Controlling Healthcare Costs in Japan

The Japanese story of achieving low-cost healthcare through price controls

superambulance-fuso

Japanese Superambulance/Ypy31

By Aneesh Mugulur (@mugulur)

Between 1980 and 1992, Japan’s price controls in the healthcare sector led to the decline of physician fees by 19%. In 1991, Japan’s infant mortality rate was just 0.45% of live births in comparison to the United States of America’s figure of 0.91%, placing it in the top rank amongst industrialised countries. The same year, the average life expectancy at birth was 76.13 years for males and 82.22 years for females, more than the world average.

What was the reason for such impressive status of Japan’s health?

The Japanese government provided universal healthcare to all its citizens and regulated the prices of all care (and continues to do so). The aim of this price control was to provide affordable healthcare and insulate them against the high cost of living due to inflation. In this period, more than 80% of hospitals and clinics were privately owned. However, for-profit hospitals were banned.

How did the price control mechanism work?

Health insurance was mandatory for every citizen. There were three important types of insurance based on sectors; for employees, the self-employed, pensioners and the elderly. The government also fixed the co-payment rate. Claims were supposed to be filed with providers and services were provided in kind. The Ministry of Health, Labour and Welfare provided medical care under a nationally uniform fee schedule.  It is ‘uniform’ because the same fees are paid by all insurers to providers regardless of the experience of the doctor, or whether it is performed in a rural clinic or a multi-speciality hospital. The government strictly controlled the fees scheduled, and neither the insurers nor the providers had any say on it.

While there were marginal differences in rates amongst insurance plans, the physician fee was uniform. Charging more than the prescribed fees schedule had serious repercussions. Hence, there was no incentive for higher quality of service. As a result, doctors and medical practitioners focused more on quantity rather than quality.

Was the objective of low-cost met?

Nationally, uniform fee schedule played a vital role in maintaining equity. It also established both the scope and standard of services. There are further three structural factors that ensured low costs.

  1. The economic incentive embedded in the fee schedule was for testing pharmaceutical products and laboratories test which meant it was mainly for physicians in primary care who could conduct those tests.
  2. Clinics-based physicians did not have patient admitting privileges.
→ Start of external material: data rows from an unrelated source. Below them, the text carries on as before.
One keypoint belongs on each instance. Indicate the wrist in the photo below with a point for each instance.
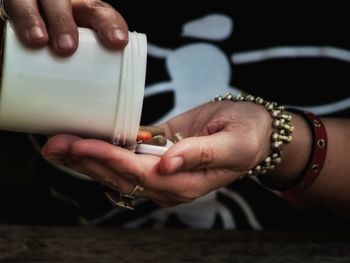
(295, 155)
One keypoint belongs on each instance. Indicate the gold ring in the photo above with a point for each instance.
(124, 200)
(3, 13)
(136, 192)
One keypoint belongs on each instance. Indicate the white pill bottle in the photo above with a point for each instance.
(95, 93)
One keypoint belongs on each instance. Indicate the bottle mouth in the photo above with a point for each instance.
(131, 90)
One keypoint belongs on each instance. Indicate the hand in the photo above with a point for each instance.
(224, 140)
(57, 23)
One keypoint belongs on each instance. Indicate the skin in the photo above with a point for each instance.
(56, 24)
(223, 141)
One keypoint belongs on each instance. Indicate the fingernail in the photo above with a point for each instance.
(36, 32)
(119, 35)
(57, 159)
(175, 165)
(65, 41)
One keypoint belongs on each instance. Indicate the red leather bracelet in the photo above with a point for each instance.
(315, 162)
(318, 152)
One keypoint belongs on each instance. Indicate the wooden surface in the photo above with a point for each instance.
(60, 244)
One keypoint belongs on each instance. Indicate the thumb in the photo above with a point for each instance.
(196, 153)
(109, 24)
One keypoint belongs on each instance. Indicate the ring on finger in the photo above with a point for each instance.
(135, 192)
(124, 200)
(3, 13)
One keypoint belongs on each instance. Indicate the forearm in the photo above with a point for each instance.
(331, 187)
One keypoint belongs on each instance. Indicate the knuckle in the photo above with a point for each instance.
(93, 4)
(60, 17)
(249, 153)
(206, 156)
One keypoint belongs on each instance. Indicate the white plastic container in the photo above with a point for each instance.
(96, 93)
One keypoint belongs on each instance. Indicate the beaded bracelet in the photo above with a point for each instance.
(316, 159)
(281, 135)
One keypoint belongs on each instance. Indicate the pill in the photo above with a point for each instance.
(177, 137)
(159, 140)
(153, 130)
(143, 136)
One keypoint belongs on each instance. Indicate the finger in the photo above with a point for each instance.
(58, 146)
(214, 151)
(28, 23)
(121, 160)
(61, 26)
(108, 23)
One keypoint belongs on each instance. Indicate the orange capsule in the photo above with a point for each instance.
(143, 136)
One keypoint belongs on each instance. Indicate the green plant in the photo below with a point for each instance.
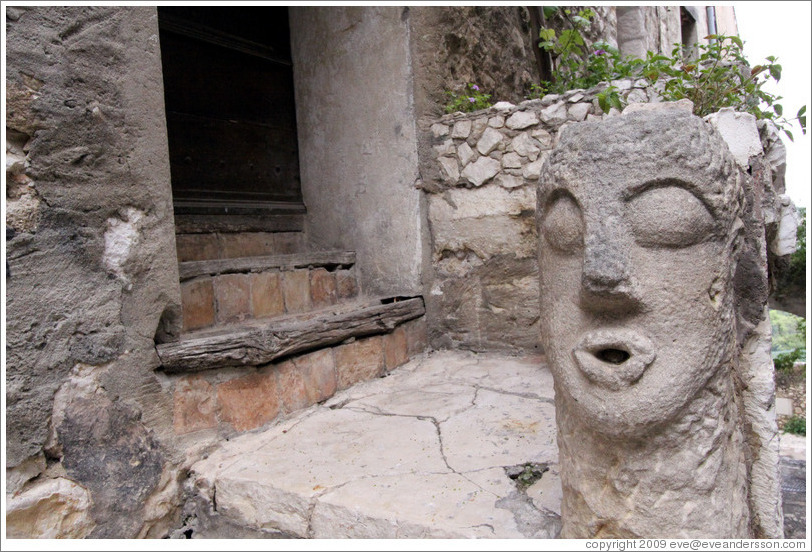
(785, 361)
(796, 425)
(471, 99)
(712, 75)
(720, 76)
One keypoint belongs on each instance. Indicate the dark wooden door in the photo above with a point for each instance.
(230, 111)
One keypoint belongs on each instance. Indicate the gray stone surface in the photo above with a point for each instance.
(93, 272)
(640, 222)
(419, 454)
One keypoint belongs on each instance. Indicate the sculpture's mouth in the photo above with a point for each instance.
(614, 358)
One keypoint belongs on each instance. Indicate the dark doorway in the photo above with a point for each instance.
(228, 86)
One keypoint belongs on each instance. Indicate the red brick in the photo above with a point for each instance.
(319, 374)
(266, 295)
(194, 405)
(346, 286)
(395, 348)
(296, 290)
(197, 299)
(246, 244)
(197, 247)
(322, 288)
(291, 384)
(248, 402)
(416, 336)
(359, 361)
(233, 295)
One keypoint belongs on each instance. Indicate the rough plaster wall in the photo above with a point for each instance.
(357, 145)
(92, 269)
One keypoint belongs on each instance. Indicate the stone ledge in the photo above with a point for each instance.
(260, 342)
(192, 269)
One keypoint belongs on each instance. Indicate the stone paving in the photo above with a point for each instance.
(450, 445)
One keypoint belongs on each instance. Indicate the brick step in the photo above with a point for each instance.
(238, 378)
(229, 291)
(257, 342)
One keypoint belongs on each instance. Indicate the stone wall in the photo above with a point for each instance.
(481, 207)
(92, 274)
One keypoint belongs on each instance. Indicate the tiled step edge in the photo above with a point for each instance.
(192, 269)
(257, 343)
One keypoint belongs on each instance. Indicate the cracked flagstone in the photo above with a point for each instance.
(420, 453)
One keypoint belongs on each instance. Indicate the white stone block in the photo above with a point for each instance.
(555, 114)
(461, 129)
(524, 146)
(465, 153)
(502, 106)
(544, 138)
(481, 170)
(509, 181)
(739, 131)
(451, 171)
(522, 119)
(783, 406)
(446, 148)
(785, 239)
(578, 112)
(490, 139)
(439, 130)
(512, 160)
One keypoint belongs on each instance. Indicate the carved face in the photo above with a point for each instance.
(637, 227)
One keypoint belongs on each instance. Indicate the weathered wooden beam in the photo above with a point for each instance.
(202, 223)
(191, 269)
(260, 342)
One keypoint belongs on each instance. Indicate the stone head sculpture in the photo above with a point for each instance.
(639, 224)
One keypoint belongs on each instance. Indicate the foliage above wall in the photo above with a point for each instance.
(712, 76)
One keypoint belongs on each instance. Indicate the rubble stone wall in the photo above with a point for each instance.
(481, 206)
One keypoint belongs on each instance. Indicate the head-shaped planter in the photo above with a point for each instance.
(639, 222)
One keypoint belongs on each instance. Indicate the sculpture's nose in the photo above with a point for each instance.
(606, 279)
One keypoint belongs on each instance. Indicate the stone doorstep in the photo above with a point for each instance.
(425, 452)
(234, 290)
(331, 259)
(261, 341)
(246, 401)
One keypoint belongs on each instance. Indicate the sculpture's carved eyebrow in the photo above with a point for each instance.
(636, 189)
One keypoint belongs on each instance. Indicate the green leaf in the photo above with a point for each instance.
(549, 11)
(547, 34)
(602, 103)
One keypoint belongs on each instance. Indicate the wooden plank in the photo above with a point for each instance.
(191, 269)
(201, 224)
(255, 344)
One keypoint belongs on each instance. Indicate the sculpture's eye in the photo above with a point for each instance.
(563, 224)
(668, 216)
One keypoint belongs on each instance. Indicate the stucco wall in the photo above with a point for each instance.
(92, 272)
(357, 145)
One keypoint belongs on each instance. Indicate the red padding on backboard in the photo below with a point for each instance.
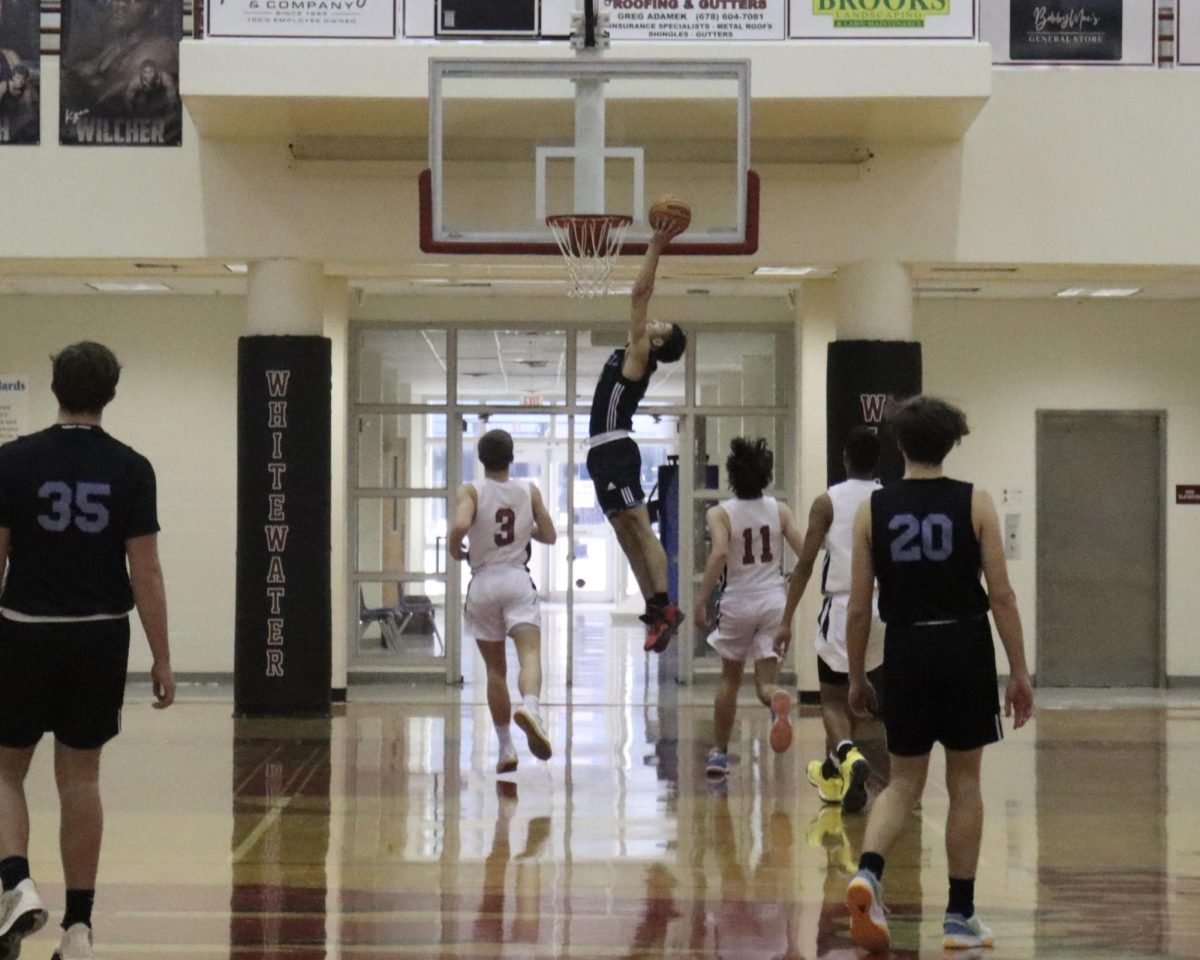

Only hospitals could accept patients and their fees were regulated.
  3. Low administrative costs and secure claiming process

According to the Organization for Economic Cooperation and Development (OECD), among the major industrialised nations, Japan’s personal health expenditures were the lowest.

However, there were several unintended consequences which remain unresolved even to this day. Due to the universal fees schedule, a doctor who sees more patients makes more money than a physician who performs long hours of surgery. As the price for each consultation is fixed, doctors make sure they consult more patients to increase their income. In Japan, doctors worked an average of 70.6 hours per week, compared with 51 hours per week in the U.S. Patients have to wait for three hours but their consultation time is just three minutes.

Even though Japan’s healthcare was cheaper compared to most industrialised countries, its quality was dismal. The rigid control did meet the objective of providing affordable healthcare to citizens irrespective of their income. But its unintended consequences were more.

Since Japan’s system provides more incentives to primary care physicians and pays equally to specialists, it has led to an acute shortage of specialists in tertiary care such as surgery, paediatrics, and obstetrics. According to Japan times, the number of maternity wards declined from 4200 in the year 1993 to 3000 in 2005, resulting in longer commutes for pregnant women. Another significant consequence of this government control is the increasing corruption in the system.  In 2004, the chairman of Japan Dental Association was arrested for bribing the members of the government in charge of setting medical care fees.

Will the new ‘Abenomics,’ which is making news globally, revamp the healthcare system of Japan? The question remains unanswered.

Aneesh Mugulur is an alumnus of the Takshashila GCPP15 and tweets at (@mugulur)

[This blogpost is part of an assignment of the Economic Reasoning coursework. For the assignments, students were asked to submit essays on identifying instances of price controls across the world; who the intended beneficiaries were; and what were the unintended consequences of the price control.]